Enflasyon ve kur kriziyle birlikte artan kiralar cep yakmaya başlayınca Hükümet kira artışlarına yüzde 25 sınırı getirdi. Ancak İstanbul Bölge Adliye Mahkemesi 54. Hukuk Dairesi, aldığı bir kararda, yüzde 25 sınırının ‘adil olmadığına’ hükmetti.
İstanbul Bölge Adliye Mahkemesi 54. Hukuk Dairesi, konut kiralarında kira artış oranı üst sınırının yüzde 25 olarak uygulanmasının adil olmadığı yönünde bir karar verdi.
İstinaf mahkemesinin ‘kiralarda yüzde 25 artış düzenlemesini’ tartışmaya açan karar süreci şöyle gerçekleşti:
İstanbul’un Eyüpsultan ilçesinde 2019 yılında ev kiralayan bir kiracı, 2021 yılında kira bedelini yıllık yasal artış oranları üzerinden güncelledi.
Fakat ev sahibi, kiracının ‘yasal sınırlar’ içinde yaptığı artışın, taşınmazın bulunduğu site içerisindeki emsal taşınmazların kira rayiç bedellerinin altında kaldığını belirterek, olayı yargıya taşıdı.
Yerel mahkeme davada, ev sahibinin, kira uyarlama artışı başvurusunu reddetti.

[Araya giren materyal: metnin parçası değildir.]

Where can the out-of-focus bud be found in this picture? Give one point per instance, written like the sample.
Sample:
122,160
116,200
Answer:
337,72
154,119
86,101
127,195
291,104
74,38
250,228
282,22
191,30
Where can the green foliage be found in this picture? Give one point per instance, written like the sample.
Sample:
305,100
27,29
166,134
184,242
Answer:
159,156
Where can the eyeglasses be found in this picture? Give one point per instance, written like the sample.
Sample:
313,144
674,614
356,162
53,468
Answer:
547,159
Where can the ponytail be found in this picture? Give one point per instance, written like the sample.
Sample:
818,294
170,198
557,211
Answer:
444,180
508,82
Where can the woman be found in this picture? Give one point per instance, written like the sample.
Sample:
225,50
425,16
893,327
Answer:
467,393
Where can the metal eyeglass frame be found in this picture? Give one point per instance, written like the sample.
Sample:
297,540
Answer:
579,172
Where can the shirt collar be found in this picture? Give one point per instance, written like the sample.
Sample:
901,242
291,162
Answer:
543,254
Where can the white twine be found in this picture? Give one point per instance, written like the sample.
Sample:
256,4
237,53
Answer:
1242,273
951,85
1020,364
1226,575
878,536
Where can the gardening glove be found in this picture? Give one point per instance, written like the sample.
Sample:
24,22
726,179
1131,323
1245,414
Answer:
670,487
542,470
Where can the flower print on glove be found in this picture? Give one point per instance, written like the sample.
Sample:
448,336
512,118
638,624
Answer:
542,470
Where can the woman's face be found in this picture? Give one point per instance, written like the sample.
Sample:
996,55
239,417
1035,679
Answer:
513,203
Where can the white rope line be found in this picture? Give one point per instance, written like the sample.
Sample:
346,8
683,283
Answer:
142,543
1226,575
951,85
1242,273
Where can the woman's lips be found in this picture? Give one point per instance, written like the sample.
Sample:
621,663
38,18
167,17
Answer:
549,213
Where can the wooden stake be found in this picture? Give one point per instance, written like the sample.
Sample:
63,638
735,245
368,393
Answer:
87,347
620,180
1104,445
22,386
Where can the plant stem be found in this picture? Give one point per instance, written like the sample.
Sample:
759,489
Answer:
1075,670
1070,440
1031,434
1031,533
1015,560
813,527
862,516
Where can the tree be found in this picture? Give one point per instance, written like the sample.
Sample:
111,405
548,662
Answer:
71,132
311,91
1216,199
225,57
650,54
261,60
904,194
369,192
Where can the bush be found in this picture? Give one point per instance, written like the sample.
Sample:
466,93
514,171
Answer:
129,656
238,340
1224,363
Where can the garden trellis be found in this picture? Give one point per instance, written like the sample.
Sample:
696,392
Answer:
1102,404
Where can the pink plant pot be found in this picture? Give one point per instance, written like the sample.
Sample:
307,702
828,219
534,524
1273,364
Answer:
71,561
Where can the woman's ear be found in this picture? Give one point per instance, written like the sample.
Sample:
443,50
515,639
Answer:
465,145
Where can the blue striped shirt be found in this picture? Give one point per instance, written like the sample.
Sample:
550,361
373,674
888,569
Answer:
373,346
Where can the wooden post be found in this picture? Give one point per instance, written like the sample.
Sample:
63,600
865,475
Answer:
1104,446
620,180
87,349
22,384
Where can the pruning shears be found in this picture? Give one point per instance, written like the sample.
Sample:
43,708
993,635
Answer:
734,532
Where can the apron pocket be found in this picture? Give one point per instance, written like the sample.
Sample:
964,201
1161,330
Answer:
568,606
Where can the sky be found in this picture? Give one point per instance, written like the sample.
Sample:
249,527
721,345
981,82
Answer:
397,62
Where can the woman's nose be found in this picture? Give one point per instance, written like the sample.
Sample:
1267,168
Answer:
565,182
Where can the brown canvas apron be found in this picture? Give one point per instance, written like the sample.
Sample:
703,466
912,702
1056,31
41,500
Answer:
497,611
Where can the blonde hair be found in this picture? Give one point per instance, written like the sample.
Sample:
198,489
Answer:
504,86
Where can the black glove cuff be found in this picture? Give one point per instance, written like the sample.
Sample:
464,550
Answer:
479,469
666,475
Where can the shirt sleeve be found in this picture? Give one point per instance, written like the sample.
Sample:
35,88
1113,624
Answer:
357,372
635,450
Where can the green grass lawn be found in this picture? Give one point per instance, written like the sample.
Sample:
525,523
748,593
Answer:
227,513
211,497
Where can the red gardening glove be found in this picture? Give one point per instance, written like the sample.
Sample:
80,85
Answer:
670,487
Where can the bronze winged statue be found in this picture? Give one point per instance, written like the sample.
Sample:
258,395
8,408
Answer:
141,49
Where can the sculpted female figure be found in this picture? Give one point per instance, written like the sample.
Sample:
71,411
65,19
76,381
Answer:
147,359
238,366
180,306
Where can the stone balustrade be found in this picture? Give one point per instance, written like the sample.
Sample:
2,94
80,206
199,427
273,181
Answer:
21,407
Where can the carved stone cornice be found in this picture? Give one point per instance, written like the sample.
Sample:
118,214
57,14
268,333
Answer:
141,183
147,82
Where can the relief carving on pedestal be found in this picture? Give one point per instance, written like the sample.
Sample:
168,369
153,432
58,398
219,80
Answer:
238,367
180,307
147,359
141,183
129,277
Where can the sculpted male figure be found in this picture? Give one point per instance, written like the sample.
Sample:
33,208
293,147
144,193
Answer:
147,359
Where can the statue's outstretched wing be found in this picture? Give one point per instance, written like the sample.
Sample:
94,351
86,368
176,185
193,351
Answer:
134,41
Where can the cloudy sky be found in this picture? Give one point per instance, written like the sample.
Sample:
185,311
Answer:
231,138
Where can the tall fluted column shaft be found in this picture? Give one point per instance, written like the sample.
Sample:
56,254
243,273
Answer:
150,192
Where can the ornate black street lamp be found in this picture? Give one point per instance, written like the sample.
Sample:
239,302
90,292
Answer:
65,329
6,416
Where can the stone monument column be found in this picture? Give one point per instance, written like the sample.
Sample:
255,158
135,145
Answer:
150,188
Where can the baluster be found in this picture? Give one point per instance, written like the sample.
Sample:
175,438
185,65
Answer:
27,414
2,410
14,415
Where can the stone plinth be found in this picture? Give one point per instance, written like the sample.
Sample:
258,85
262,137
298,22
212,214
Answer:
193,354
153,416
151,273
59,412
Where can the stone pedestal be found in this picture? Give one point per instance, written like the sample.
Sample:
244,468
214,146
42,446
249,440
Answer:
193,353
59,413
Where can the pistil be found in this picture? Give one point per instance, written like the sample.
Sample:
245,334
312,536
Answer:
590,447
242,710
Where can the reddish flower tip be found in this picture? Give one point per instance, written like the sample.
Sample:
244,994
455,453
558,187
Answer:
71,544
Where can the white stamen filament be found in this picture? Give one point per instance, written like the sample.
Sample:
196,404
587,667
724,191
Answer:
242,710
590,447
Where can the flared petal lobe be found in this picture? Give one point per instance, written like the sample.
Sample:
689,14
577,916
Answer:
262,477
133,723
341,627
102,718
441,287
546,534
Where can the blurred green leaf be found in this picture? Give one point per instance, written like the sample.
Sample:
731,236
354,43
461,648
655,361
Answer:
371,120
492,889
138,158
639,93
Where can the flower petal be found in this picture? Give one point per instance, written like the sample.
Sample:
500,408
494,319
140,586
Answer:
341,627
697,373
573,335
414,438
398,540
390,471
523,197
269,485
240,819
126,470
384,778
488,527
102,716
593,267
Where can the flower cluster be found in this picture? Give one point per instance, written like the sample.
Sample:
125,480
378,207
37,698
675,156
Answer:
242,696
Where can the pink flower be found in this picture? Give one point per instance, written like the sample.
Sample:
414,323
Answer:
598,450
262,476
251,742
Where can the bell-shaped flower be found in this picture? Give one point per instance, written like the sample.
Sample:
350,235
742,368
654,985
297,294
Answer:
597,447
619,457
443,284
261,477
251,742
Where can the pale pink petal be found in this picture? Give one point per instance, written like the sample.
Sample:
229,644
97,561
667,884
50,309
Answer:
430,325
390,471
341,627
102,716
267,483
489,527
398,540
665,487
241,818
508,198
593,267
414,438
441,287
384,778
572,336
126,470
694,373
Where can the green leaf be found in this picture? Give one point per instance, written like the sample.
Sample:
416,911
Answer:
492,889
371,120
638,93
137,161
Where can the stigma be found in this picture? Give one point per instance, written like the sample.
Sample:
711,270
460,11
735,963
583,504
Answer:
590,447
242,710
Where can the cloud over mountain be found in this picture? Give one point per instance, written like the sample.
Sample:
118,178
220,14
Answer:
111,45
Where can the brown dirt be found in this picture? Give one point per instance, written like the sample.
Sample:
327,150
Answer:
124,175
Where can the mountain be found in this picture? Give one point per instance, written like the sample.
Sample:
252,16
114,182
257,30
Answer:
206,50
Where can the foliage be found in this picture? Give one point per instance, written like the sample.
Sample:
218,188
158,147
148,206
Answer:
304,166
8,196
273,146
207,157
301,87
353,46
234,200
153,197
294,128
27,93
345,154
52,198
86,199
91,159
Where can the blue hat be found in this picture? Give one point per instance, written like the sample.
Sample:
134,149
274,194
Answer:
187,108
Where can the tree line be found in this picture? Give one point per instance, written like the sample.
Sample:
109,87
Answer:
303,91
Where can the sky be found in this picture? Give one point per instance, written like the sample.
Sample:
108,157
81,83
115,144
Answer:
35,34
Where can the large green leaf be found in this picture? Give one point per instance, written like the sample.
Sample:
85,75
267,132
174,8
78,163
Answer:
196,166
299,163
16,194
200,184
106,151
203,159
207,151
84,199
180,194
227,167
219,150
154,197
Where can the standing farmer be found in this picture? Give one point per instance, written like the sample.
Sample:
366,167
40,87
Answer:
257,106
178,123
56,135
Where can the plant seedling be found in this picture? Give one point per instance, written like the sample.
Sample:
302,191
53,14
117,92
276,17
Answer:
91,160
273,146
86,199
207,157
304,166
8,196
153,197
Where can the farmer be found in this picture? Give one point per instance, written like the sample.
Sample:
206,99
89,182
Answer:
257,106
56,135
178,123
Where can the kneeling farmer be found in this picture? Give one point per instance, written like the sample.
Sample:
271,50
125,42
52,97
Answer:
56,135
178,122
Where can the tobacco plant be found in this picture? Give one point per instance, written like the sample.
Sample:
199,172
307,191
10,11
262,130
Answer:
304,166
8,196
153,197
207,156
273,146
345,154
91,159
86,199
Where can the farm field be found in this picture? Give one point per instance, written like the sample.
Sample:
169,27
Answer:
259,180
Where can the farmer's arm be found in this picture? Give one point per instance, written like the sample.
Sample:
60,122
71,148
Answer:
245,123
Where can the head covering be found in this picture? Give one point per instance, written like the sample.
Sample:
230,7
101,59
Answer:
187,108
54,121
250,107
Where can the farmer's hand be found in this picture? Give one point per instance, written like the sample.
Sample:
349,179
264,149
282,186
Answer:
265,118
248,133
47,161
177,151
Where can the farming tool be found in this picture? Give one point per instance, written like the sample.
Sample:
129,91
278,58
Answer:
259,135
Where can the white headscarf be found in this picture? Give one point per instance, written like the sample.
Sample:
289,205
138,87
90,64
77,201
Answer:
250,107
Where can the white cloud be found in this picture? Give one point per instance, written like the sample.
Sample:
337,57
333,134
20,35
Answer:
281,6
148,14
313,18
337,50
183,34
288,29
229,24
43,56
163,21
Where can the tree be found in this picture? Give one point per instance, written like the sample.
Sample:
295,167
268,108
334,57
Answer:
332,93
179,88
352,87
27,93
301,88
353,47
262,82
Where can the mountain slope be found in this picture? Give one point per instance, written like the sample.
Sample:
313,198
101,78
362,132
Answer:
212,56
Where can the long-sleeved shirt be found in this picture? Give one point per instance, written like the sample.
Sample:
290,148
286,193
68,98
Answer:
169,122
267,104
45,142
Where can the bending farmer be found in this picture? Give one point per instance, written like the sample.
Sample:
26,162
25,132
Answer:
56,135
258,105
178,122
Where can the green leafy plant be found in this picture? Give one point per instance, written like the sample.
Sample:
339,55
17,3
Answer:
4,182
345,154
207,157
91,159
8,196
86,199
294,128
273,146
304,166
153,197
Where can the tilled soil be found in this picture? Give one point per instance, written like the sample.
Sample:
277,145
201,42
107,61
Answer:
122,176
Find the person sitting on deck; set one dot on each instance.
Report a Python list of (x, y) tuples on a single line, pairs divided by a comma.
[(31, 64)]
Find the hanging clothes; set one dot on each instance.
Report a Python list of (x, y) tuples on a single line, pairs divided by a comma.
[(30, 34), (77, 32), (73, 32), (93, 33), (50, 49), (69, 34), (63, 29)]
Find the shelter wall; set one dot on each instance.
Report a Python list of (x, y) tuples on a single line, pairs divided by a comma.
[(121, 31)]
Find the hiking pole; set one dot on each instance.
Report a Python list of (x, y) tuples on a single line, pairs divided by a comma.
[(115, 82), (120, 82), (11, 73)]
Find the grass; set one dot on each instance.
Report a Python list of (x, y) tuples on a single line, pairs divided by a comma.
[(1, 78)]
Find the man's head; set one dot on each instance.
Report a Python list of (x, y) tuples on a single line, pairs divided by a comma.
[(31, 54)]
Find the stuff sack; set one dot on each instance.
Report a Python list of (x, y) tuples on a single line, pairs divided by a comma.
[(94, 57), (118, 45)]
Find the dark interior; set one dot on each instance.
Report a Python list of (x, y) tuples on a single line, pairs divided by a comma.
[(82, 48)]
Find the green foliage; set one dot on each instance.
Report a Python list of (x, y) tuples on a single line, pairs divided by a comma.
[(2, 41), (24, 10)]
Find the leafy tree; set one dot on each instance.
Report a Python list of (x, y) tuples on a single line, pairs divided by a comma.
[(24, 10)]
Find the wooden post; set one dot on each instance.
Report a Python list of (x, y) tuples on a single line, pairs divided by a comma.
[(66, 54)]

Bu karar üzerine ev sahibi davayı istinafa taşıdı.
Dosyayı gören İstanbul Bölge Adliye Mahkemesi 54. Hukuk Dairesi, yerel mahkemenin kararına katılmayarak, “ülkemizde yaşanan olağanüstü ekonomik koşullar nispetinde kira artışları için getirilen yüzde 25’lik sınırın adil olmadığına” hükmetti.
Kararda, şu ifadelere yer verildi:
“Her somut olayın özelliğine göre, uyarlama istenen taşınmazın mevcut durumunun dikkate alınması gerektiği, yerel mahkemece uyarlama davalarında uygulanması gereken kurallar, belirtildiği şekilde tek tek ortaya konularak ve konularında uzman üç kişilik bilirkişi kurulundan, tüm bu veriler, kiralananın niteliği, kullanma alanı, konumu, bölgedeki kira parasını da etkileyecek normalin üstündeki imar ve ticaret değişiklikleri, emsal kira paraları, vergi ve amortisman giderlerindeki artışlar, döviz kurlarındaki ani ve aşırı iniş ve çıkışlar ile ülkeyi sarsan ciddi ekonomik kriz veya doğal afetlere bağlı ödeme esaslarının yeniden düzenlenmesini gerektirecek olayların varlığı araştırılıp değerlendirilmek suretiyle bir rapor alınarak hasıl olacak sonuca göre karar verilmesi gerektiği olduğundan bahisle hakkaniyete uygun hüküm kurulması gerektiği ifade edilmiştir.”